It was not inevitable that the conventions should move in different directions for the vernacular and Latin. It would have been a simple task for Anglo-Saxon scribes to carry over some of the conventions from Latin verse—such as the use of space, capitalization, and punctuation—to aid the reader. They were not lacking a precedent: Anglo-Saxons had already borrowed Latin words into the Old English lexicon and had loaned Germanic runes to the Latin alphabet. With such commerce already established, the apparent indifference to an available fund of visible cues is even more intriguing.
Almost all extant Old English poetry that has come down to us is written out across the sheet of vellum, from margin to margin, as if (it is often said) it were prose. There is an unintended irony, however, in invoking prose as a comparison to this way of writing, because the conventions of poetry are older, formulated centuries before the poems were ever committed to writing.
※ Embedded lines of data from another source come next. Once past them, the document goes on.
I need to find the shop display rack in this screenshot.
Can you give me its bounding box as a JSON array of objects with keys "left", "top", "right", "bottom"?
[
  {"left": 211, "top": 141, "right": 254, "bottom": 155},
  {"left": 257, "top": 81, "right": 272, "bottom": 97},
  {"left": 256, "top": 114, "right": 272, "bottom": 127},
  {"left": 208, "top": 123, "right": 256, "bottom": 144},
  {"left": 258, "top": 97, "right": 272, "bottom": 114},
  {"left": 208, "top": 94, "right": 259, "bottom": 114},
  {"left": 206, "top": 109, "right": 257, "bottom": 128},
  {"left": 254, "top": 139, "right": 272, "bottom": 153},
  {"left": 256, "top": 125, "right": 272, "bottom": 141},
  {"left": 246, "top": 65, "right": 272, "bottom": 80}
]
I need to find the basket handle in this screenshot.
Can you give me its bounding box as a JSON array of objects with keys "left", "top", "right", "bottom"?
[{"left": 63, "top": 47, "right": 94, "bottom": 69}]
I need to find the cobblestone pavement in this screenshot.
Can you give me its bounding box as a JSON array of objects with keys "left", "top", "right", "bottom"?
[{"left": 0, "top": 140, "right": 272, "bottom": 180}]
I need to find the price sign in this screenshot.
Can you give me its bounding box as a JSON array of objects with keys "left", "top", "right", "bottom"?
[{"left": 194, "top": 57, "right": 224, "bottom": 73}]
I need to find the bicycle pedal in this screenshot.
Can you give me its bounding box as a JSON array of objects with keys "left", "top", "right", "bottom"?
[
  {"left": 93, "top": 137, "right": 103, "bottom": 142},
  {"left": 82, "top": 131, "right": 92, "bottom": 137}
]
Old English prose could emerge only after the introduction of writing, which means that very few Anglo-Saxons before the middle of the ninth century would know what their vernacular prose looked like.11 The prose of any language is not merely a transcription of ordinary spoken discourse, although it bears a resemblance to it. Poetry, on the other hand, especially when it derives from an oral tradition such as that of Old English, can be written æt muðe because its conventions can survive what our age of word processors might call an unformatted transcription. Nevertheless, in the surviving manuscripts the margin-to-margin writing of verse does bear a superficial resemblance to the prose of many periods and languages, simply because it lacks the now-familiar conventional lineation, in which each line of verse is written out separately, leaving a ragged right-hand margin. In manuscript the poems do not look at all like printed verse we are accustomed to reading, whether that is one of the recent editions of Beowulf or the hundreds of poems from many centuries published in classroom anthologies. Electronic reproductions and photographic facsimiles in our Old English editions and textbooks have made the presentation on the folio familiar: the script running from margin to margin with no distinct spacing at the end of sentences or verse lines; the sparse punctuation; some words separated into morphemes; phrases run together as a single “word”; few capitals, few paragraph breaks, no question marks, no quotation marks. The editorial challenge posed by the apparently unsystematic conventions is exacerbated by scribal errors and damaged manuscripts.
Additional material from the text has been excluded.